Зоя долго не отвечала. Стручок за стручком — щёлк, щёлк — фасолины катились в таз, стукались.
— Потому что виноватого искала, — сказала она наконец. — Горе, оно виноватого требует, без виноватого с ним не управиться. А кто виноват, если гололёд? Дорога виновата? На дорогу не накричишь. Вот я на Савелия и повесила. Он рядом был, живой. Живого винить сподручнее, чем мёртвую дорогу.
Щёлк. Щёлк.
— Он же за рулём был, — сказал Вадим.
— За рулём, — кивнула мать. — И Трофим бы за рулём был, если б Савка тогда занемог. По очереди ездили, не он один. Просто в тот раз — он. Выпало ему. — Она ссыпала фасоль с ладони. — А он и не спорил. Я ему — «за рулём ты был», а он голову склонил и принял.
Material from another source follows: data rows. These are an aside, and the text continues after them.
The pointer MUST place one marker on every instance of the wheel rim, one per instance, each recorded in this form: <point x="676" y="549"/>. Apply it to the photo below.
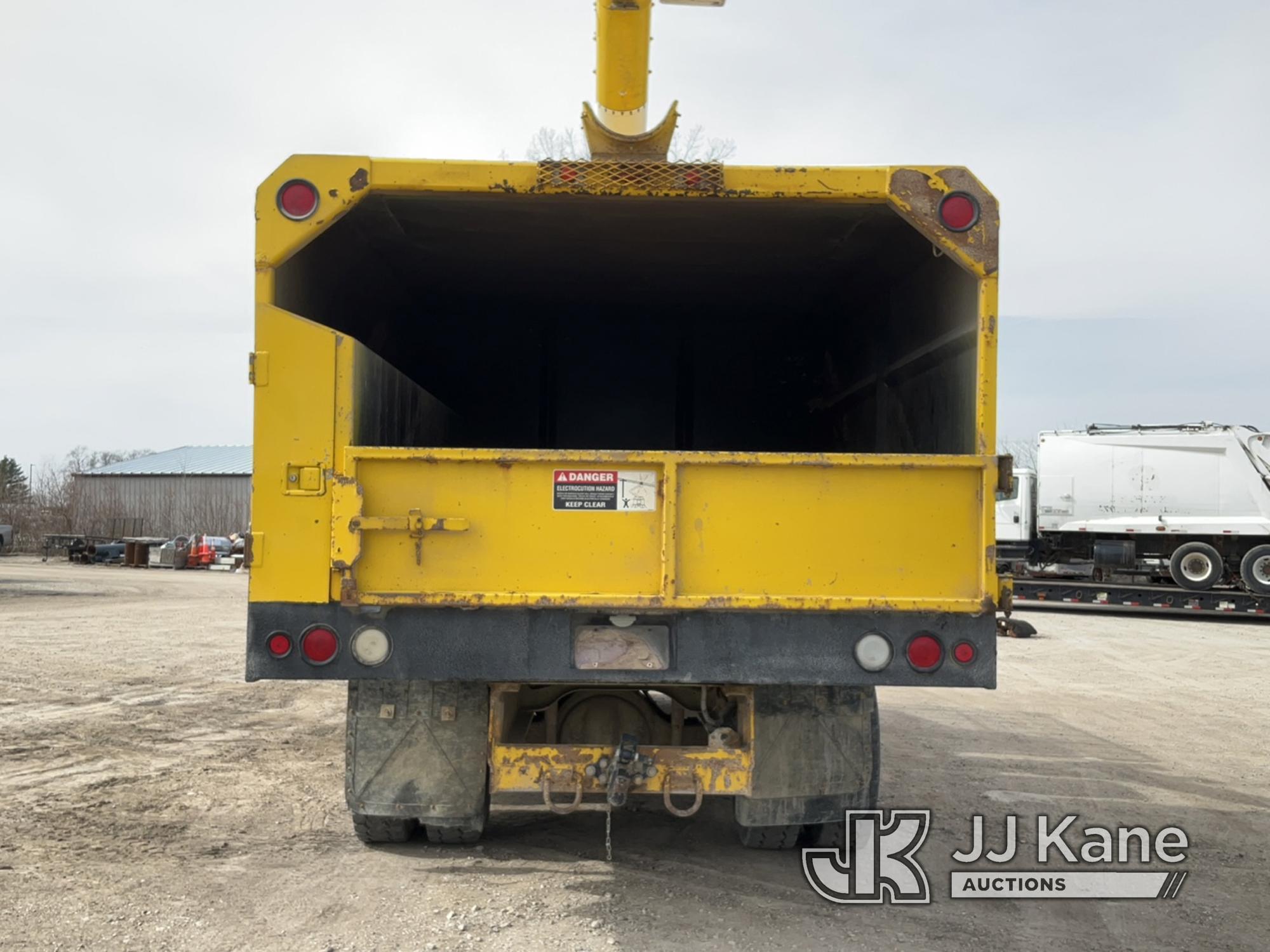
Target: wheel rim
<point x="1262" y="571"/>
<point x="1197" y="567"/>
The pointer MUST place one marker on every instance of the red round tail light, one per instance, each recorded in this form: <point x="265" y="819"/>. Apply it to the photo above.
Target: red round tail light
<point x="925" y="653"/>
<point x="959" y="211"/>
<point x="319" y="645"/>
<point x="298" y="200"/>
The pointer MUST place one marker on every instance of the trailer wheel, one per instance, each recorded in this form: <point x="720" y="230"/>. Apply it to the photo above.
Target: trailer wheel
<point x="834" y="835"/>
<point x="1196" y="567"/>
<point x="1255" y="571"/>
<point x="384" y="830"/>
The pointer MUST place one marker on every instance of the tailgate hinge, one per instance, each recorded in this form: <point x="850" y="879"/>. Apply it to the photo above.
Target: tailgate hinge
<point x="415" y="522"/>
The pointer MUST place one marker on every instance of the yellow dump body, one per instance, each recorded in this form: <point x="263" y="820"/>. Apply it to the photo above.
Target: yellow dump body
<point x="624" y="387"/>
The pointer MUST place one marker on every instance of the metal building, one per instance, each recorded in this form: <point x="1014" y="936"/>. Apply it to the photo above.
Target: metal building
<point x="178" y="492"/>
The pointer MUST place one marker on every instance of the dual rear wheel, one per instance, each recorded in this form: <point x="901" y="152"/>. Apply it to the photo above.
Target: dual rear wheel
<point x="1198" y="567"/>
<point x="392" y="830"/>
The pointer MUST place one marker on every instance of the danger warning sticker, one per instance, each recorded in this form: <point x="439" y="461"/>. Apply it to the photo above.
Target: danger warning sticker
<point x="605" y="491"/>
Будто и ждал, что я так скажу. Тем тяжелее с него и спрашивать стало — он же сам не оправдывался ни разочка.
— И ты его — за калитку.
— И я его за калитку. — Зоя смотрела в таз. — Люди шептали, я и сама себя со свету сживала, на него глядя. Скажу тебе как есть, сынок: гнала я его не за то, что он Трофима не уберёг. Гнала за то, что он живой, а Трофима нет. Несправедливо это, я знаю. Тридцать лет знаю. А поделать ничего не могла — велела не ходить, и точка.
Она помолчала.
— Он и не ходил. Я ж ему такое сказала — врагу не пожелаешь. А он послушал, как солдат. И тебя через то потерял. Ты ведь его за это казнишь, не за отца. Я знаю. Я тебя, дурака, насквозь вижу.
Вадим сидел, забыв про фасоль. Вся его обида, копившаяся тридцать лет, вдруг повернулась к нему другим боком — и боком этим была не Савкина подлость, а материно горе. Не крёстный его бросил. Это мать его прогнала, а пацану сказать постеснялась — пусть лучше на чужого дядьку дуется, чем на родную мать.
— Чего ж ты молчала-то столько, — выговорил он.
— А чего б оно изменило? — Зоя поднялась, кряхтя, подхватила таз. — Тебе обида твоя была вместо отца. Я и не лезла. А теперь вот — внук. Трофим. — Она остановилась в дверях. — Сходи к нему, Вадим. Не ради него даже. Ради себя сходи. Я-то скоро уж там за всё отвечу, а тебе ещё жить. С камнем-то на душе тяжело живётся, уж я знаю.
***
Савелий жил на том же краю, в том же доме. Вадим не был тут с малых лет, а ноги сами вспомнили дорогу.
Дом осел, врос в землю по самые окна. Забор подгнил, калитка висела на одной петле. Во дворе — чисто, прибрано по-стариковски, но пусто: ни собаки, ни кур, ни голоса. Вадим постоял перед ней. В два пальца он по-прежнему не умел. Постучал костяшками по штакетине.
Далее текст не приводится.